Hessen gibt Rekordsumme für Kommunen frei
Die Städte, Gemeinden und Landkreise in Hessen (Bundesland Hessen) bekommen in diesem Jahr eine Rekordsumme für ihre Infrastruktur. Insgesamt fließen rund 459 Millionen Euro aus dem Hessischen Investitionsfonds in 144 verschiedene Projekte. Das Geld gibt es nicht als Geschenk, sondern als günstige Darlehen. Da die Zinsen am Markt gestiegen sind, helfen diese vergünstigten Kredite den Kommunen, ihre Vorhaben bezahlbar zu finanzieren.
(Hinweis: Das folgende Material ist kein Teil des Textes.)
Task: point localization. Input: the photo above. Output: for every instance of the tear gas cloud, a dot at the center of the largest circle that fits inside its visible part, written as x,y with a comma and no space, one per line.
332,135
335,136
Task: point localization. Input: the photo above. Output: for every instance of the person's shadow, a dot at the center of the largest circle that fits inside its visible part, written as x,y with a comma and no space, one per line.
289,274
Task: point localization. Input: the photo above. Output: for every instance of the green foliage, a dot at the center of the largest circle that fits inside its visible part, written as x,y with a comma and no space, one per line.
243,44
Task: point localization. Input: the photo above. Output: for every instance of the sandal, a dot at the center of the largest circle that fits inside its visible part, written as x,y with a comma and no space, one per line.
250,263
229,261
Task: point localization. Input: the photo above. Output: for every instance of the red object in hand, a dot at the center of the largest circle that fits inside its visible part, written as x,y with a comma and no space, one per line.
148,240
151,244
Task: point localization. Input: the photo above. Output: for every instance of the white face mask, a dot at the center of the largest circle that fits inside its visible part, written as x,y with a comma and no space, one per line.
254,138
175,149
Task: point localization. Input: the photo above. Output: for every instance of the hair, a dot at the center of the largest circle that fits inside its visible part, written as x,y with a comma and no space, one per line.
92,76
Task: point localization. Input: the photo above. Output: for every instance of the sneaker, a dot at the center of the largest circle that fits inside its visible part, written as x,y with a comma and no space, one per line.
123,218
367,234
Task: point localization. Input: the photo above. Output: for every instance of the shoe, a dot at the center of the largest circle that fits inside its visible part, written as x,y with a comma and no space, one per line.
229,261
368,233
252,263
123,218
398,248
Am meisten profitiert die Bildung. Rund 253 Millionen Euro fließen in Schulen und Kitas. Damit geht der größte Teil des Geldes in die Betreuung und Ausbildung von Kindern und Jugendlichen. Auch andere wichtige Bereiche werden gefördert: Für den Städtebau und die Stadtentwicklung sind etwa 63 Millionen Euro vorgesehen. Rund 29 Millionen Euro fließen in den Schutz von Gewässern sowie in die Wasser- und Abwasserversorgung. Konkrete Beispiele sind Schulneubauten, die Sanierung von Krankenhäusern oder eine neue Ausstattung für die Feuerwehr.
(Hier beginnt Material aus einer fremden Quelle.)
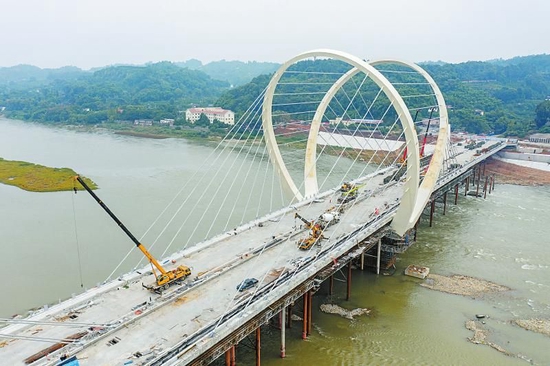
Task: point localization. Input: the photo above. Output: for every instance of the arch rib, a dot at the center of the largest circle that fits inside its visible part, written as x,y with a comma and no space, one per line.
412,177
Das Geld verteilt sich unterschiedlich über das Land. Der Regierungsbezirk Darmstadt in Südhessen bekommt den größten Anteil mit mehr als 344 Millionen Euro. In Nordhessen (Regierungsbezirk Kassel) sind es fast 78 Millionen Euro und in Mittelhessen (Regierungsbezirk Gießen) rund 37 Millionen Euro. Die Stadt Frankfurt ist in diesem Jahr die größte Einzelbezügerin und erhält 56,5 Millionen Euro.
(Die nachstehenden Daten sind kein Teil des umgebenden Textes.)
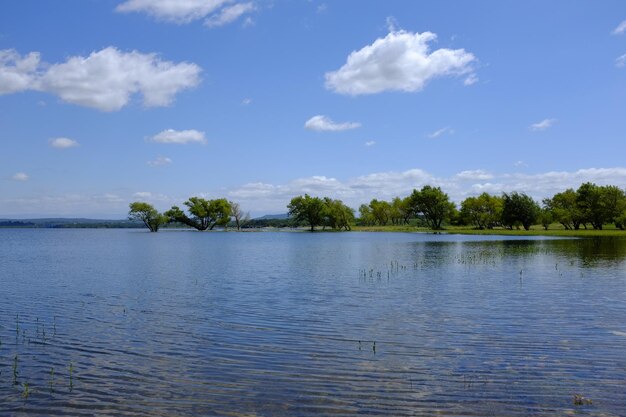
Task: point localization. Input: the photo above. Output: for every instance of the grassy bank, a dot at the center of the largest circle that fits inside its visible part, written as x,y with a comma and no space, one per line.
554,230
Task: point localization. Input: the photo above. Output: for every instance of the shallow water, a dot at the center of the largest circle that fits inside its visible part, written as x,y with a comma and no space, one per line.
182,323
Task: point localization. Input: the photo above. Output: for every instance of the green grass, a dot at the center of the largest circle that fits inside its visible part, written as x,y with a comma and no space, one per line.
556,230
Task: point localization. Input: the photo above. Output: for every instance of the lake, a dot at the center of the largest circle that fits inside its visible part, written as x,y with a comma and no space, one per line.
181,323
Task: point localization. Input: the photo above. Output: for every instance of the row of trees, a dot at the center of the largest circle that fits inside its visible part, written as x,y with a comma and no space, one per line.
201,214
316,211
589,205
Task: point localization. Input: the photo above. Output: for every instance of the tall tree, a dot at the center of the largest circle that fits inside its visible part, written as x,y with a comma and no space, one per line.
366,217
204,214
519,208
238,215
483,212
564,209
337,215
381,211
307,209
433,204
147,214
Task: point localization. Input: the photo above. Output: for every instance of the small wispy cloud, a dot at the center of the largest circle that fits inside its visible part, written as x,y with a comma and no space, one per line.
471,79
20,176
542,125
62,143
324,124
443,131
160,161
229,14
620,29
179,136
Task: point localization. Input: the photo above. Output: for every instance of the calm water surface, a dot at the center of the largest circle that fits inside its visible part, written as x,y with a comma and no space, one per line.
124,323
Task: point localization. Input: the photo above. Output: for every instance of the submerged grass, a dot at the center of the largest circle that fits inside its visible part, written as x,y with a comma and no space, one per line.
555,230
Der Investitionsfonds existiert bereits seit 1970 als Sondervermögen des Landes. Die Kommunen können dort aus drei verschiedenen Töpfen mit unterschiedlichen Bedingungen Geld leihen. Die Zinsen sind dabei stabiler und niedriger als bei normalen Bankkrediten. Die Verantwortlichen vor Ort entscheiden selbst, welche Projekte in ihrer Gemeinde die höchste Priorität haben und beantragen dann die entsprechenden Mittel.